N_TIMESTEPS = 12  # Use 1 year of lookback
data_columns = ['co2', 'co2_detrended']
target_columns = ['rising']

scaler = MinMaxScaler(feature_range=(-1, 1))
X_original = scaler.fit_transform(df[data_columns].values)
X = reshape_data(X_original, n_timesteps=N_TIMESTEPS)
y = to_categorical((df[target_columns].values[N_TIMESTEPS:-1]).astype(int))
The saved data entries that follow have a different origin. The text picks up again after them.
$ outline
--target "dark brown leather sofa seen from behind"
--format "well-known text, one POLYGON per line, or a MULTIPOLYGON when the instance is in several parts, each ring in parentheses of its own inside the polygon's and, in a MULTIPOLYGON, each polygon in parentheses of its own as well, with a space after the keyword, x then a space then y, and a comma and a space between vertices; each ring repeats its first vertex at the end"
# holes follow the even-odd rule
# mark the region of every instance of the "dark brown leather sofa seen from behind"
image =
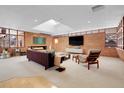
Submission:
POLYGON ((27 58, 30 61, 41 64, 45 70, 54 66, 54 53, 27 50, 27 58))

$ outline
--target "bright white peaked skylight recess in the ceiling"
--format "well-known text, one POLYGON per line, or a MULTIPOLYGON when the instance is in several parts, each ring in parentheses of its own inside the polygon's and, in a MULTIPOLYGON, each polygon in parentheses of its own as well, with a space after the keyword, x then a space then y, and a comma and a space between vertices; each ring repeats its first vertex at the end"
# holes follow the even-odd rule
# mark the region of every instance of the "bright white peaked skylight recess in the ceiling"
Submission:
POLYGON ((73 29, 65 24, 62 24, 58 21, 55 21, 54 19, 50 19, 42 24, 37 25, 33 28, 34 30, 38 30, 41 33, 52 33, 53 35, 59 34, 59 33, 69 33, 73 29))

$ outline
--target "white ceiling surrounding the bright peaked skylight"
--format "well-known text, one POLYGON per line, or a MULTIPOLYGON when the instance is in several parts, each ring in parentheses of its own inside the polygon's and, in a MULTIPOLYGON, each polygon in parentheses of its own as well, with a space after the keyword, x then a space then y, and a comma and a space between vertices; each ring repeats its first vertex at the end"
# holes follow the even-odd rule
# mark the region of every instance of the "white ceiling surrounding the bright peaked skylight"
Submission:
POLYGON ((70 33, 70 30, 41 31, 36 26, 50 19, 72 29, 71 32, 115 27, 124 15, 124 5, 105 5, 92 11, 92 5, 11 5, 0 6, 0 27, 14 28, 52 35, 70 33))

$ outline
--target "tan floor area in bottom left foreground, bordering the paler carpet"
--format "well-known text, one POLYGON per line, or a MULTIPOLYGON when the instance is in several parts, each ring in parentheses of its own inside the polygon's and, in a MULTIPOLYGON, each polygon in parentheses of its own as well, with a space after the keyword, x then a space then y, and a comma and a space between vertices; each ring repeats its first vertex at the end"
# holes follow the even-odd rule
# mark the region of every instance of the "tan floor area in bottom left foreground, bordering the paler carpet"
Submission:
POLYGON ((18 77, 0 82, 0 88, 57 88, 42 76, 18 77))

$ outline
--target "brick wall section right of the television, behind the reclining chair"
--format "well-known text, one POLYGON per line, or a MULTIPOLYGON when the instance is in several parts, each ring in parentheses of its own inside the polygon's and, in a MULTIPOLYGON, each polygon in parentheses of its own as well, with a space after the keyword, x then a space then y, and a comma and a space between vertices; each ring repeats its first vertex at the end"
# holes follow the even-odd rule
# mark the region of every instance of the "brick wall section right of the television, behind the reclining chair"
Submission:
POLYGON ((105 33, 104 32, 84 35, 83 50, 85 54, 87 54, 88 50, 91 48, 102 49, 101 55, 103 56, 118 57, 118 54, 115 48, 105 47, 105 33))

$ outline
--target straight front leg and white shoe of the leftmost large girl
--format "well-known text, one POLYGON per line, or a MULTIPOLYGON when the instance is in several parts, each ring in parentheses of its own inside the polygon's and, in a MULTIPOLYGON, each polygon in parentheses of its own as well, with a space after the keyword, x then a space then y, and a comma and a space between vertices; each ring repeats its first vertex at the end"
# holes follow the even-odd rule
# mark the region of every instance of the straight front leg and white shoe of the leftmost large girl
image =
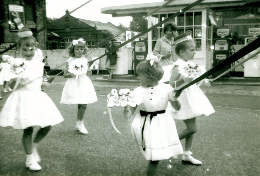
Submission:
POLYGON ((32 171, 39 171, 42 168, 34 159, 34 155, 32 152, 32 135, 33 135, 33 127, 29 127, 23 130, 22 141, 26 153, 25 166, 32 171))

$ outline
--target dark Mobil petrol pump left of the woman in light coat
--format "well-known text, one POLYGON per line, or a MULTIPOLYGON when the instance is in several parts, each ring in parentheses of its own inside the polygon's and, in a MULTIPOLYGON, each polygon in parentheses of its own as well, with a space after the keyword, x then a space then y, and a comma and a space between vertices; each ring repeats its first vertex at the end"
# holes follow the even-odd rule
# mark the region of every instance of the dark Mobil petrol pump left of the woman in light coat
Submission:
POLYGON ((147 41, 134 41, 134 74, 136 73, 136 66, 146 59, 148 54, 147 41))

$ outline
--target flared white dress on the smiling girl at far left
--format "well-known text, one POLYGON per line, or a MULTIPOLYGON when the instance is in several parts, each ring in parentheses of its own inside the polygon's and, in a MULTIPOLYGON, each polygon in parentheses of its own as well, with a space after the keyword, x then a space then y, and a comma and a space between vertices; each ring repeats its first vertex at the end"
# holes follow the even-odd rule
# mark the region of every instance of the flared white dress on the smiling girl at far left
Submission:
POLYGON ((47 127, 64 120, 53 101, 41 91, 43 66, 38 60, 29 61, 26 68, 29 77, 21 79, 6 100, 0 114, 0 126, 14 129, 47 127), (30 82, 21 86, 25 81, 30 82))

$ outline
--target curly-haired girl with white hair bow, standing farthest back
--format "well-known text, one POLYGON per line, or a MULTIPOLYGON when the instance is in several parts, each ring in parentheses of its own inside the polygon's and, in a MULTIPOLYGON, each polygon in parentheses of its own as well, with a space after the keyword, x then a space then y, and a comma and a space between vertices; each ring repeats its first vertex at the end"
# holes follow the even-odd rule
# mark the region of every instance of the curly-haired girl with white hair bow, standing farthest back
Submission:
POLYGON ((88 66, 88 59, 84 58, 87 52, 86 42, 83 39, 73 40, 68 47, 69 58, 66 61, 64 70, 64 78, 68 78, 61 95, 62 104, 77 104, 77 123, 76 130, 82 134, 87 134, 88 131, 84 126, 83 117, 86 111, 87 104, 97 102, 96 91, 88 76, 91 76, 91 68, 88 66), (75 75, 69 72, 69 68, 74 67, 76 63, 82 63, 85 72, 80 75, 75 75))

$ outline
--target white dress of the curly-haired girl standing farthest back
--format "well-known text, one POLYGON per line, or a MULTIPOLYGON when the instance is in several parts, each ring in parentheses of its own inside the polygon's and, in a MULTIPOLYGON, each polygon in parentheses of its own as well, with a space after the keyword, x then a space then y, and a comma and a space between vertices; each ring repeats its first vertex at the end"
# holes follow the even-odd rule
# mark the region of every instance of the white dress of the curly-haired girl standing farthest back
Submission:
MULTIPOLYGON (((82 58, 69 58, 66 62, 69 66, 75 65, 82 58)), ((88 62, 86 58, 81 60, 88 62)), ((97 102, 96 91, 86 73, 76 77, 68 78, 61 95, 62 104, 90 104, 97 102)))

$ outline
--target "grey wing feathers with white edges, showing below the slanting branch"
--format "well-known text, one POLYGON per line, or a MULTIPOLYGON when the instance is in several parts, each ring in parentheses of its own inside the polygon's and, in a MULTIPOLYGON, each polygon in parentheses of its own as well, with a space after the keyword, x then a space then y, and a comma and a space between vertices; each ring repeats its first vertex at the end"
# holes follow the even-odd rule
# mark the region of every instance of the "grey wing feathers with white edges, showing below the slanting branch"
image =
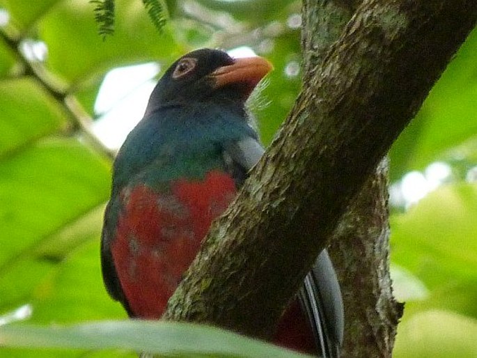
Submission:
POLYGON ((316 259, 305 277, 299 299, 308 320, 321 357, 339 357, 343 344, 344 311, 341 289, 327 250, 316 259))

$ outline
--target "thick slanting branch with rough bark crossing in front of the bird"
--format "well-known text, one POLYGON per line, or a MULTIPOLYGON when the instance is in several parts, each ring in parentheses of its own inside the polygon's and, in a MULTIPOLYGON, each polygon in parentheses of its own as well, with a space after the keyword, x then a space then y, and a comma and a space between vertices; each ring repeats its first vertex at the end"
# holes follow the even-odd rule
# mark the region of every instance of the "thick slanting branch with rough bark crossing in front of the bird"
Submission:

# Train on the first 2000, and test on the last 276 samples
X_train = X[:2000]
y_train = y[:2000]
X_test = X[2000:]
y_test = y[2000:]
print(X.shape, y.shape)

Define the model

python

model = Sequential()
model.add(LSTM(32, input_shape=(N_TIMESTEPS, len(data_columns))))
model.add(Dropout(0.2))
model.add(Dense(2, activation='softmax'))

optimizer = Adam(lr=1e-4)
model.compile(loss='binary_crossentropy', optimizer=optimizer)

python

model.fit(X_train, y_train, batch_size=100, epochs=500,
          validation_data=(X_test, y_test),
          verbose=2)

python

y_pred = np.argmax(model.predict(X_test), axis=1)
y_true = np.argmax(y_test, axis=1)
print(classification_report(y_true, y_pred))

python

plt.plot(y_true, lw=3, alpha=0.3, label='Truth')
plt.plot(y_pred, '--', label='Predictions')
plt.legend(loc='best')

Explain the model with LIME:

python

explainer = lime_tabular.RecurrentTabularExplainer(X_train, training_labels=y_train, feature_names=data_columns,
                                                   discretize_continuous=True,
                                                   class_names=['Falling', 'Rising'],
                                                   discretizer='decile')

python

exp = explainer.explain_instance(X_test[50], model.predict, num_features=10, labels=(1,))
exp.show_in_notebook()

We can see that the most important features are the de-trended $CO_2$ concentration several timesteps in the past. In particular, we see that if that feature is low in the recent past, then the concentration is now probably rising.